Gubernur Lemhannas Ace Hasan Syadzily mengungkapkan Nota Kesepahaman yang dimaksud mengandung materi bahwa kedua belah pihak berikrar saling membantu juga membantu di rangka menguatkan pemantapan nilai-nilai kebangsaan teristimewa dalam kalangan entitas perempuan, remaja, kemudian keluarga MUI.
Kedua belah pihak akan meningkatkan pemahaman serta kesadaran arti pentingnya wawasan kebangsaan pada mendirikan karakter bangsa yang digunakan kuat juga berintegritas dan juga memaksimalkan sumber daya kedua lembaga.

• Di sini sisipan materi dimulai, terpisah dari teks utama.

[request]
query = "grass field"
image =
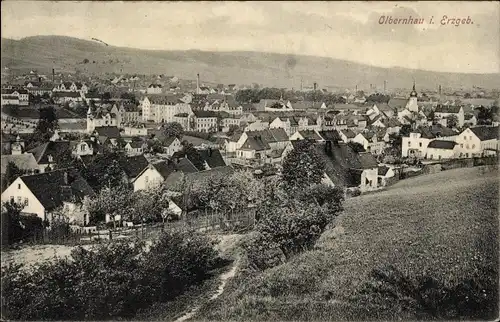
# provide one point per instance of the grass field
(444, 225)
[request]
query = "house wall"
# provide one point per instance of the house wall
(148, 179)
(438, 154)
(370, 175)
(469, 144)
(20, 192)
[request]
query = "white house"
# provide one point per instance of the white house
(42, 193)
(478, 141)
(172, 145)
(153, 175)
(441, 149)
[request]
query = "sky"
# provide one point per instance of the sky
(343, 30)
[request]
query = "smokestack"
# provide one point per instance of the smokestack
(197, 83)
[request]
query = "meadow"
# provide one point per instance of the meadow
(441, 227)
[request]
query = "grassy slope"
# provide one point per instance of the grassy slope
(67, 54)
(446, 224)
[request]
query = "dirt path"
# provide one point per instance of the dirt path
(223, 281)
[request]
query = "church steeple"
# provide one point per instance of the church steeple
(413, 92)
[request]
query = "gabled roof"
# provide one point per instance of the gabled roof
(332, 135)
(212, 157)
(441, 144)
(310, 135)
(133, 165)
(485, 132)
(47, 187)
(448, 109)
(255, 143)
(165, 168)
(382, 170)
(24, 161)
(185, 166)
(111, 132)
(52, 148)
(342, 164)
(348, 133)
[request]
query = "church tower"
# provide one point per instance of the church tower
(412, 104)
(90, 120)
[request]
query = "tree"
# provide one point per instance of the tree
(356, 147)
(12, 172)
(232, 128)
(173, 129)
(46, 127)
(451, 121)
(189, 151)
(302, 166)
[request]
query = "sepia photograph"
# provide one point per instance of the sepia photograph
(250, 161)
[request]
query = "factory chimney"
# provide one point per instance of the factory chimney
(197, 83)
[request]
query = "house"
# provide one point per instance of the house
(135, 147)
(41, 194)
(442, 112)
(15, 97)
(163, 108)
(172, 145)
(153, 175)
(415, 145)
(25, 162)
(347, 135)
(47, 155)
(132, 166)
(346, 168)
(212, 158)
(179, 181)
(385, 173)
(306, 135)
(370, 142)
(205, 121)
(470, 120)
(154, 89)
(441, 149)
(67, 97)
(478, 141)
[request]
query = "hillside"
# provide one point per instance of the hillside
(67, 54)
(420, 226)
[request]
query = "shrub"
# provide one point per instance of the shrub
(109, 281)
(389, 290)
(294, 228)
(261, 253)
(178, 260)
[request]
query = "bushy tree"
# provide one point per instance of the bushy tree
(173, 129)
(189, 151)
(303, 166)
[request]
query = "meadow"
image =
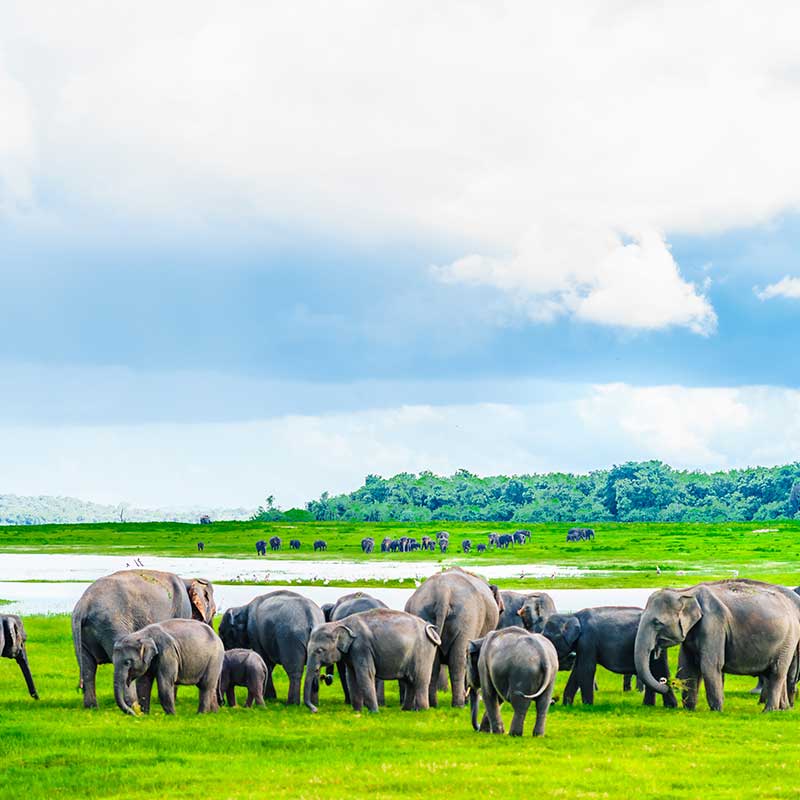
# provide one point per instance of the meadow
(616, 749)
(622, 555)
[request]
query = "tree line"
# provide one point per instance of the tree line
(647, 491)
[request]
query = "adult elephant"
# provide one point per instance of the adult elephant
(462, 607)
(739, 627)
(277, 626)
(119, 604)
(12, 645)
(604, 636)
(530, 609)
(344, 607)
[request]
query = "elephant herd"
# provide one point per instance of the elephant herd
(456, 628)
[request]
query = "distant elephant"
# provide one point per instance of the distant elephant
(529, 610)
(173, 652)
(12, 645)
(376, 644)
(604, 636)
(124, 602)
(739, 627)
(461, 606)
(242, 667)
(511, 665)
(344, 607)
(277, 626)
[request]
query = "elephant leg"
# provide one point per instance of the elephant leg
(689, 674)
(491, 701)
(380, 692)
(520, 706)
(269, 689)
(571, 688)
(144, 690)
(89, 673)
(356, 698)
(542, 707)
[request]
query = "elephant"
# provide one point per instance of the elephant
(12, 645)
(461, 606)
(344, 607)
(376, 644)
(241, 667)
(511, 665)
(277, 626)
(738, 627)
(172, 652)
(604, 636)
(526, 609)
(124, 602)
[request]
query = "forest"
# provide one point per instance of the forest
(648, 491)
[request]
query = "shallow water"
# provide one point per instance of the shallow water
(60, 598)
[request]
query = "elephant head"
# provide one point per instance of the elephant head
(12, 645)
(563, 630)
(666, 620)
(233, 628)
(326, 646)
(201, 596)
(132, 657)
(474, 678)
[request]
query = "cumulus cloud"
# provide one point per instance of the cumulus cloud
(786, 287)
(296, 457)
(480, 126)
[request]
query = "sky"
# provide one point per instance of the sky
(270, 248)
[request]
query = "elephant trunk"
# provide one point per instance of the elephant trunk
(22, 660)
(643, 649)
(312, 676)
(120, 685)
(473, 704)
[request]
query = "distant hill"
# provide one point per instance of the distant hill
(41, 510)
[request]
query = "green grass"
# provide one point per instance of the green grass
(617, 749)
(622, 555)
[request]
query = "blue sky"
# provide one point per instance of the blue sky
(245, 254)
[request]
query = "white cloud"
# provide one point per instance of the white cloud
(578, 428)
(786, 287)
(482, 125)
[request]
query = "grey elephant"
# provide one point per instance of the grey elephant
(277, 626)
(462, 607)
(739, 627)
(12, 645)
(526, 609)
(603, 636)
(174, 652)
(124, 602)
(344, 607)
(380, 643)
(242, 667)
(511, 665)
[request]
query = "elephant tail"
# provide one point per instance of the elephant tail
(77, 640)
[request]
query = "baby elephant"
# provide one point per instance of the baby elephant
(173, 652)
(379, 643)
(514, 665)
(242, 667)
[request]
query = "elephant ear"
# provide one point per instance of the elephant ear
(201, 598)
(498, 598)
(345, 638)
(571, 630)
(689, 613)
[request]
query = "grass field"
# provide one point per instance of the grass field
(617, 749)
(621, 554)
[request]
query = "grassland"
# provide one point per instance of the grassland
(616, 749)
(622, 555)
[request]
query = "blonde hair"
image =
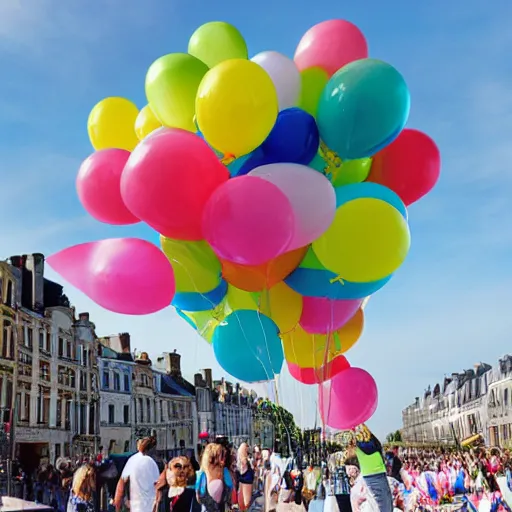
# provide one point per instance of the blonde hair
(214, 456)
(84, 482)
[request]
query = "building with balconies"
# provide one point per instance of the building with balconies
(49, 396)
(469, 406)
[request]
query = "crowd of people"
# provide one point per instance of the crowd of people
(360, 478)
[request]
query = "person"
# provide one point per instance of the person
(142, 473)
(373, 467)
(396, 465)
(214, 483)
(244, 476)
(172, 488)
(81, 498)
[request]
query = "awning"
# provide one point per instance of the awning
(471, 440)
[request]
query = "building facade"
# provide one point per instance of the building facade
(226, 409)
(116, 371)
(50, 398)
(468, 406)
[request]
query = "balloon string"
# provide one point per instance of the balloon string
(228, 158)
(337, 279)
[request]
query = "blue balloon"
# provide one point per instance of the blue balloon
(193, 301)
(293, 139)
(247, 346)
(371, 190)
(186, 318)
(363, 108)
(311, 282)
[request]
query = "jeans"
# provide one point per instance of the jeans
(379, 487)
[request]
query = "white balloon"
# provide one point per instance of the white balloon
(285, 75)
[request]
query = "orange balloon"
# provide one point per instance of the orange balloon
(254, 278)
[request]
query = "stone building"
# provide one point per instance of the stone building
(50, 397)
(116, 370)
(226, 409)
(468, 407)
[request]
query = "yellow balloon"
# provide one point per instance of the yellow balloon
(146, 123)
(283, 305)
(309, 350)
(196, 267)
(236, 106)
(111, 124)
(239, 299)
(367, 241)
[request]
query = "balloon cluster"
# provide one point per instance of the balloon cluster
(279, 188)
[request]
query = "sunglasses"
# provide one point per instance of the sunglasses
(180, 466)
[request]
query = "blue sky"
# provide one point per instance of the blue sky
(446, 309)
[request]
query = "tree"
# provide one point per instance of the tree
(284, 423)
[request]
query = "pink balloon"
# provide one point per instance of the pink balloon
(322, 316)
(124, 275)
(311, 195)
(349, 399)
(168, 179)
(99, 186)
(249, 221)
(330, 45)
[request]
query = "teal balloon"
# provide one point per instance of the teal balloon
(367, 189)
(363, 108)
(246, 344)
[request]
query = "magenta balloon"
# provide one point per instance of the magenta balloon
(249, 221)
(330, 45)
(99, 187)
(124, 275)
(322, 316)
(311, 195)
(168, 179)
(349, 399)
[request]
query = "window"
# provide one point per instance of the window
(44, 371)
(117, 382)
(29, 337)
(8, 341)
(141, 411)
(83, 381)
(59, 413)
(106, 379)
(8, 298)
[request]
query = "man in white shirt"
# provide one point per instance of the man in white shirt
(142, 473)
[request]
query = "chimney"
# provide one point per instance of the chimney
(208, 378)
(124, 342)
(199, 381)
(35, 264)
(83, 317)
(173, 364)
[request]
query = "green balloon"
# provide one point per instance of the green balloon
(216, 42)
(340, 173)
(171, 86)
(313, 83)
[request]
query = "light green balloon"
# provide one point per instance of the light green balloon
(196, 267)
(171, 86)
(313, 83)
(340, 173)
(216, 42)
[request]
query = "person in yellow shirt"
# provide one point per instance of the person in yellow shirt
(372, 466)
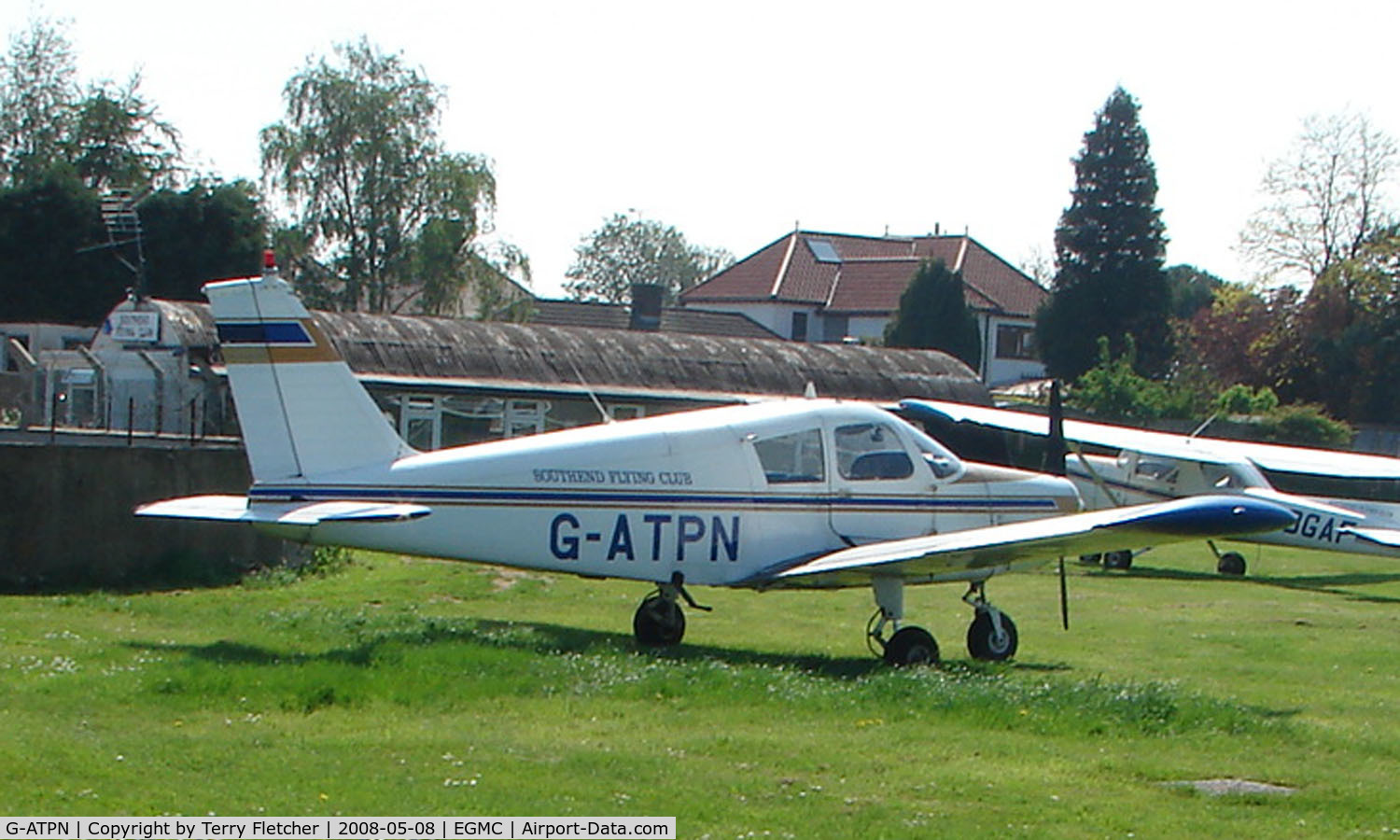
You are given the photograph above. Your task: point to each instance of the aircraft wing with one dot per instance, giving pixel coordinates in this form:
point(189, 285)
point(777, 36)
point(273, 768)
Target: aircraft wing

“Tujuannya bagaimana memberdayakan warga luas guna mewujudkan Asta Cita khususnya peningkatan pemahaman ideologi Pancasila,” kata Ace Hasan.
Penandatanganan nota kesepahaman yang dimaksud disaksikan para kontestan Mukernas IV MUI, termasuk beberapa Menteri Kabinet Merah Putih. Mereka antara lain Menteri Pemberdayaan Perempuan serta Perlindungan Anak (PPPA) Arifatul Choiri Fauzi, Kapolri Jenderal Listyo Sigit Prabowo, Panglima TNI Jenderal Agus, juga Kepala Badan Penyelenggaraan Haji Mochamad Irfan Yusuf.
Kemudian Kepala Badan Percepatan Pengentasan Kemiskinan Budiman Sudjatmiko, Ketua Komisi Penyiaran Indonesia (KPI) Pusat Ubaidillah, dan juga Ketua BAZNAS Prof Noor Achmad.